In compressed sensing, it is considered that if the signal can be sparsely represented by the transformation matrix of the domain transformation, it means that the signal is sparse in this transform domain, and it can be transformed from a high-dimensional space to a low-dimensional space by a measurement matrix independent of the transformation matrix. Then, by solving an optimization problem, the original signal can be reconstructed from these projections with a high probability, which can be expressed as

$$y = {\Phi }x$$
(10)

where \({\Phi }\) is the measurement matrix, \(x\) is the signal. However, \(x\) is usually not sparse and needs to be represented sparsely with a sparse basis

$$x = \Psi \theta$$
(11)

\({\Psi }\) is the transformation matrix, then the function (10) can be written as

$$y = \Phi \Psi \theta$$
(12)

where the combination of \(\Phi\) and \(\Psi\) can form the sensor matrix in compressed sensing.

It can be concluded from the above that there are two conditions for compressed sensing, which are also the conditions for constructing domain transformation:

  1. (1)

    Sparsity. When the signal is sparse or approximately sparse, it can perform compressed sensing and restore the signal with fewer measured value.

  2. (2)

    Incoherence.
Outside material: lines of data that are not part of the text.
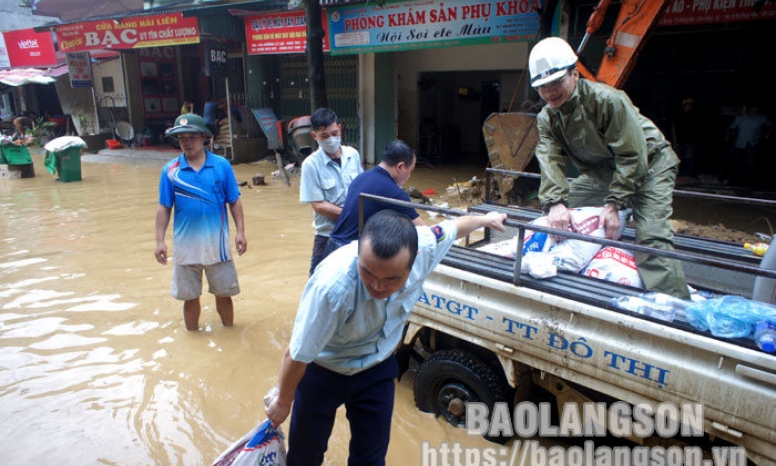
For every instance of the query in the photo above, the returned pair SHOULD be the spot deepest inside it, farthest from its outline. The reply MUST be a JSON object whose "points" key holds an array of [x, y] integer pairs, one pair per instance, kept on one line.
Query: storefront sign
{"points": [[29, 48], [128, 33], [280, 33], [5, 62], [430, 24], [216, 59], [79, 65], [692, 12]]}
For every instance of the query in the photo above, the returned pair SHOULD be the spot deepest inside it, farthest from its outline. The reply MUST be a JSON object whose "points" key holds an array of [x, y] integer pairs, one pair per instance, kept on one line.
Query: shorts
{"points": [[187, 280]]}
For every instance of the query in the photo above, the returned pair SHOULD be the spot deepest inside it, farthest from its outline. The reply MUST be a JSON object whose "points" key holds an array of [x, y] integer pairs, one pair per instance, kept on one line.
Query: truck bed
{"points": [[600, 293]]}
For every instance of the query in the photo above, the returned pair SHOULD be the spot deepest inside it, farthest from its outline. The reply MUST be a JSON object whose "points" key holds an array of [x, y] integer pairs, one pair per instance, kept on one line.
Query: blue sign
{"points": [[431, 24]]}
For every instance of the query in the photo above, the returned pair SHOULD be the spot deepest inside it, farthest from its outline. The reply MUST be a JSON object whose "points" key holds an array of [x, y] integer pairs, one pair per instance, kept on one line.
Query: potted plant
{"points": [[86, 132]]}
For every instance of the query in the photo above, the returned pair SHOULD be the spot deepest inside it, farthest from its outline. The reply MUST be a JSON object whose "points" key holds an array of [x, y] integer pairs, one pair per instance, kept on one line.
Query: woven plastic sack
{"points": [[262, 446]]}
To ensure convergence, the measurement matrix should satisfy Restricted Isometry Property (RIP)28, that is, for any strictly k-sparse vector C, the following functional constraints should be satisfied.
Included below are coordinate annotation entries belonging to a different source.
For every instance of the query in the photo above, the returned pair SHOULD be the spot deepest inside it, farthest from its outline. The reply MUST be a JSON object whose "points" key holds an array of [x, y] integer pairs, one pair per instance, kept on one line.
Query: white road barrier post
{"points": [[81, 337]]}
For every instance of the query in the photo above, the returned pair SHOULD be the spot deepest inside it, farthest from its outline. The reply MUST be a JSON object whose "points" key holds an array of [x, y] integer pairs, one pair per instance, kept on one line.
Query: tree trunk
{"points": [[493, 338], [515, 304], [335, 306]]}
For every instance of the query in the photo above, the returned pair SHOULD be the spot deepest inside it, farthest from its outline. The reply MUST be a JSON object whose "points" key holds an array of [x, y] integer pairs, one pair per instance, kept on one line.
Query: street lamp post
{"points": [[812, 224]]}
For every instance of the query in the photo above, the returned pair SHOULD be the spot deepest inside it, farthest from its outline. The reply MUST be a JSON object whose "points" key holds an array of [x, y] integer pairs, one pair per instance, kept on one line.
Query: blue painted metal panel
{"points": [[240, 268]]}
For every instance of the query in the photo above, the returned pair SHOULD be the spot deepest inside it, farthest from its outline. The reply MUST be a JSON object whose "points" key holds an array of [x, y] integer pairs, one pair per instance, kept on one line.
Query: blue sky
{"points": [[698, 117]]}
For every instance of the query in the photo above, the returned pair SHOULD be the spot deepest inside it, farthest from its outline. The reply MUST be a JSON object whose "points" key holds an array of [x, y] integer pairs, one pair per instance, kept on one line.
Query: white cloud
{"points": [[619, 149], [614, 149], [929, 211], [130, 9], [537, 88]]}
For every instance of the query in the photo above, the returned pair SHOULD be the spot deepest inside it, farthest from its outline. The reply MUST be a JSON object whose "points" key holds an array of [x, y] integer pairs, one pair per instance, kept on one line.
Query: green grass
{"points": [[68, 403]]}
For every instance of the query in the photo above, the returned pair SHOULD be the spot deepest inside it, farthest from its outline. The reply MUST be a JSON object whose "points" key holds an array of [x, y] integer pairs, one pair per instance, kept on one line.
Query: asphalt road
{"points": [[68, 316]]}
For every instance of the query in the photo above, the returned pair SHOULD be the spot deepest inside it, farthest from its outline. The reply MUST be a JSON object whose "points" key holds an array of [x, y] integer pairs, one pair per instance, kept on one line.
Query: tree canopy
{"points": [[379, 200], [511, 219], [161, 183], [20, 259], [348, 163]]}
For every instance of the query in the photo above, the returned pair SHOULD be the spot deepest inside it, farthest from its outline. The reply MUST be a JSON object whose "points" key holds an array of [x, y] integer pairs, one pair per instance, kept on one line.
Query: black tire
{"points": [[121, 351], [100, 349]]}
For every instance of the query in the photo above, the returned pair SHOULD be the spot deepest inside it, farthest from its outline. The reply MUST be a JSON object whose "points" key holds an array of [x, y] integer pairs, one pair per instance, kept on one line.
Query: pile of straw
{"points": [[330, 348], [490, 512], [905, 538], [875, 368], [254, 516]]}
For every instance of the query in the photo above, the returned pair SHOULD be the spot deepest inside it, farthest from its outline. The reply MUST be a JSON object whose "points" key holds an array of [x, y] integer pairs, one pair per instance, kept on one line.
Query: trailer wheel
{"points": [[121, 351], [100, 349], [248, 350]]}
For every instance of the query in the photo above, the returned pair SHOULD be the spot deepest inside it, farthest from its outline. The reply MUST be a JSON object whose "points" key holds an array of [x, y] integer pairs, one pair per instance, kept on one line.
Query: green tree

    $$1 - \varepsilon \le \frac{{\left| {\left| {{\Phi c}} \right|} \right|_{2} }}{{\left| {\left| {\text{c}} \right|} \right|_{2} }} \le 1 + \varepsilon ,\varepsilon > 0$$
    (13)

Baraniuk proved that the equivalent condition of RIP is that the measurement matrix and the sparse matrix should be independent29. And Candès and Tao proved that the independent and identically distributed Gaussian random measurement matrix can be a universal measurement matrix.
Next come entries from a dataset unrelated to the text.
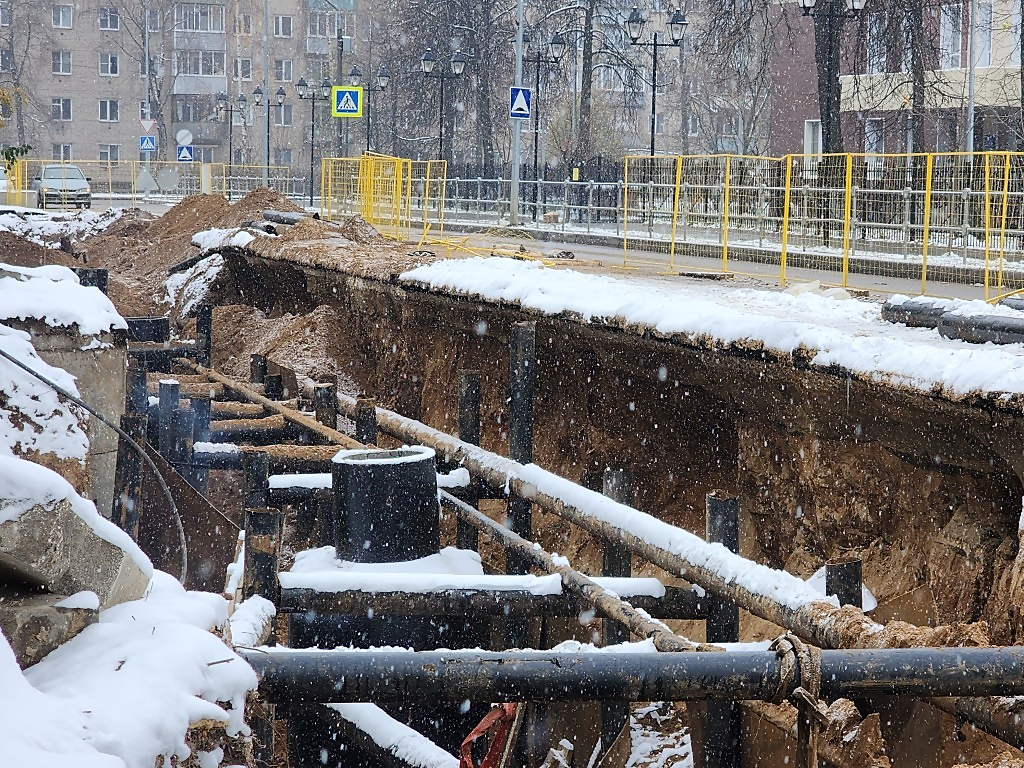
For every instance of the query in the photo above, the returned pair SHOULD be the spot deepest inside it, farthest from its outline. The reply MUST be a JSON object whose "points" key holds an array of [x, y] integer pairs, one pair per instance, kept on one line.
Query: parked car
{"points": [[62, 184]]}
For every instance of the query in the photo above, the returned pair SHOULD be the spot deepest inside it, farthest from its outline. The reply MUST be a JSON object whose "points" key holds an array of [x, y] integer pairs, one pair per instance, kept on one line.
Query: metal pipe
{"points": [[677, 603], [339, 676]]}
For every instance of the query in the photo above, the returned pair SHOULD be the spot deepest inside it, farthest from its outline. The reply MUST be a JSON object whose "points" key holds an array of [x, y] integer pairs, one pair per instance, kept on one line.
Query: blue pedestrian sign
{"points": [[346, 101], [520, 103]]}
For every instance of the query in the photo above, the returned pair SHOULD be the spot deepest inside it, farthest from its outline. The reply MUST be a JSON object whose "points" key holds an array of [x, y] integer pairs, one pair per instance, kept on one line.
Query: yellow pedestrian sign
{"points": [[346, 101]]}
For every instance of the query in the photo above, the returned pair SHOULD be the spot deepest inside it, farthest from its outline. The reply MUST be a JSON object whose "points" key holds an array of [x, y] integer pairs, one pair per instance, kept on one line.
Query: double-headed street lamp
{"points": [[634, 28], [382, 80], [555, 50], [827, 32], [458, 67], [258, 101], [310, 92], [224, 107]]}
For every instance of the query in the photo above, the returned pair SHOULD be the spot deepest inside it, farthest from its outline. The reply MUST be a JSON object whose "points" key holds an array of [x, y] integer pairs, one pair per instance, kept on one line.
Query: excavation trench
{"points": [[926, 491]]}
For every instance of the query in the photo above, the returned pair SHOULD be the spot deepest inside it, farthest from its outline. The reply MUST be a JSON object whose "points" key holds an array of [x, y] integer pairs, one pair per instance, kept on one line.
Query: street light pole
{"points": [[309, 92], [677, 28], [224, 107], [427, 62]]}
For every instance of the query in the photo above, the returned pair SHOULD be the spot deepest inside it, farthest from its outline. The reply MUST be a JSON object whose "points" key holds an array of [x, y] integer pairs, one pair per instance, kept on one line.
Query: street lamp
{"points": [[258, 101], [677, 28], [827, 26], [382, 80], [556, 47], [310, 92], [458, 67], [224, 107]]}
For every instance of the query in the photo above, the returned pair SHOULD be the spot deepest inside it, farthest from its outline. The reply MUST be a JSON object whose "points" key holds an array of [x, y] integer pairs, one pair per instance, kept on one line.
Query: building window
{"points": [[282, 26], [109, 65], [199, 16], [876, 43], [323, 24], [243, 69], [950, 36], [812, 137], [983, 36], [206, 62], [60, 110], [108, 111], [283, 115], [110, 154], [62, 16], [60, 61], [283, 70], [109, 18]]}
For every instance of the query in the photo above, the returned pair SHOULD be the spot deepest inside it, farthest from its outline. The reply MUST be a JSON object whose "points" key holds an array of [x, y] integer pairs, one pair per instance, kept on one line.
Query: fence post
{"points": [[722, 736], [466, 537]]}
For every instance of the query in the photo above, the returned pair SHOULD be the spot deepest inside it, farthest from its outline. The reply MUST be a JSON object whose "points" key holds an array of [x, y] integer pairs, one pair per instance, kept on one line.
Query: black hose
{"points": [[124, 435]]}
In the sparse representation of signal, an appropriate sparse basis can minimize the number of signal sparseness, which is conducive to improve the signal acquisition rate and reducing the resources occupied by storage and transmission. We choose the Discrete Hartley transform (DHT) for sparse representation in the proposed domain transformation. The reason is that DHT has no complex number operation and the calculation is small. The forward transformation and the inverse transformation are the same, which are the integral transformation of the strict reciprocal of a pair of real numbers. The advantages of DHT make it very suitable for spectral analysis and convolution operation of real data, and also contribute to the research of domain transformation about sensor matrix. The function of DHT is defined as

$$X_{H} \left( k \right) = \sqrt {{\raise0.7ex\hbox{$1$} \!\mathord{\left/ {\vphantom {1 N}}\right.\kern-\nulldelimiterspace} \!\lower0.7ex\hbox{$N$}}} \mathop \sum \limits_{n = 0}^{N - 1} x\left( n \right)cas\left( {\frac{2\pi }{N}nk} \right)$$
(14)

where \(cas\left( {\frac{2\pi }{N}nk} \right) = \cos \left( {\frac{2\pi }{N}nk} \right) + \sin \left( {\frac{2\pi }{N}nk} \right)\), \(k = 0,1,2 \ldots ,N - 1\).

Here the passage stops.